Police said emergency dispatchers received their first call for help at the two-story gray and white Tudor home at 8:35 p.m., but the caller either hung up or was disconnected.
Two officers went to the home, checked outside and rang the doorbell. Police said no one answered, and a neighbor told the officers the family was on vacation.
The second phone call, reporting a slaying, came about two hours later, at 10:45 p.m. The handyman was arrested when officers arrived. Police said Mr. Alvarez is their only suspect.
Inside the house, police described a brutal scene. The three daughters were found on the upper level; the two men on the lower level. Chief Nehrling would say only that they had been bludgeoned.
The "wound patterns" on the family members were consistent with each other, the court documents say, but they differed from those on Mr. Aldridge. Autopsies are planned for today or tomorrow.
Police said nothing appeared to have been taken from the house and there was no sign of forced entry.
Court documents said the killings occurred about 4 p.m., and that Mr. Alvarez told detectives that he moved his boss's body from a bedroom to the basement and spent hours cleaning the house of blood.
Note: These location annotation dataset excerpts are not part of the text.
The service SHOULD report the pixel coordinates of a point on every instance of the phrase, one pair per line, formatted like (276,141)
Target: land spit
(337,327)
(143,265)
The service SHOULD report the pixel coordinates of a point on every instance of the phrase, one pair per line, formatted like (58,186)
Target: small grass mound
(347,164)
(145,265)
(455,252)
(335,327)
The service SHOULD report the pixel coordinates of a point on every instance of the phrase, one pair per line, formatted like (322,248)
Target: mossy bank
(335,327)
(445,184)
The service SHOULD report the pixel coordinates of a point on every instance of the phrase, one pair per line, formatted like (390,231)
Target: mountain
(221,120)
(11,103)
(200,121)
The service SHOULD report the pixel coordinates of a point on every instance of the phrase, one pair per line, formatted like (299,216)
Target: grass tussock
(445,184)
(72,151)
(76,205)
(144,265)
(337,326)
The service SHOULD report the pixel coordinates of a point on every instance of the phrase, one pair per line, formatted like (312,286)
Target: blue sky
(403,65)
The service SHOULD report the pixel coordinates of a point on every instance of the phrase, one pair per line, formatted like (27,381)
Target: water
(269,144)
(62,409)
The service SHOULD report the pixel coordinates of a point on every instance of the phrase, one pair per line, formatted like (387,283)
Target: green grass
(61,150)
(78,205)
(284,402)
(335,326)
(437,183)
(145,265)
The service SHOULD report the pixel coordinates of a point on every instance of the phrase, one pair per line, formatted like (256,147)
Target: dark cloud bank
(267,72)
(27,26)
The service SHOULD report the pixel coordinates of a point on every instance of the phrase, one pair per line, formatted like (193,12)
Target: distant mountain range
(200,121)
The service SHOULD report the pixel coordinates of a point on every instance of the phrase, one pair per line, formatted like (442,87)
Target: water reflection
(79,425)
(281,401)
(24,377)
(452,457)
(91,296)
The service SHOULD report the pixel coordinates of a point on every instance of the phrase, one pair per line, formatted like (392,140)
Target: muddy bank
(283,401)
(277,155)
Lt. Michael Garvey, director of the Police Department's major crime division, said Dr. Goff worked a normal day Thursday and returned home about 2:30 p.m.
The lieutenant said the slain painter, Mr. Aldridge, had nothing to do with the crime.
Those who knew Dr. Goff described the podiatristas a "friendly guy" with a pleasant demeanor.
His oldest daughter, Andrea, just graduated from Washington University in St. Louis and planned to start law school at George Washington University in the fall. Sheri just finished her sophomore year at the University of Maryland College Park and recently returned from studying in Israel. Friends said the youngest daughter, Alyse, "was the apple of [Dr. Goff's] eye."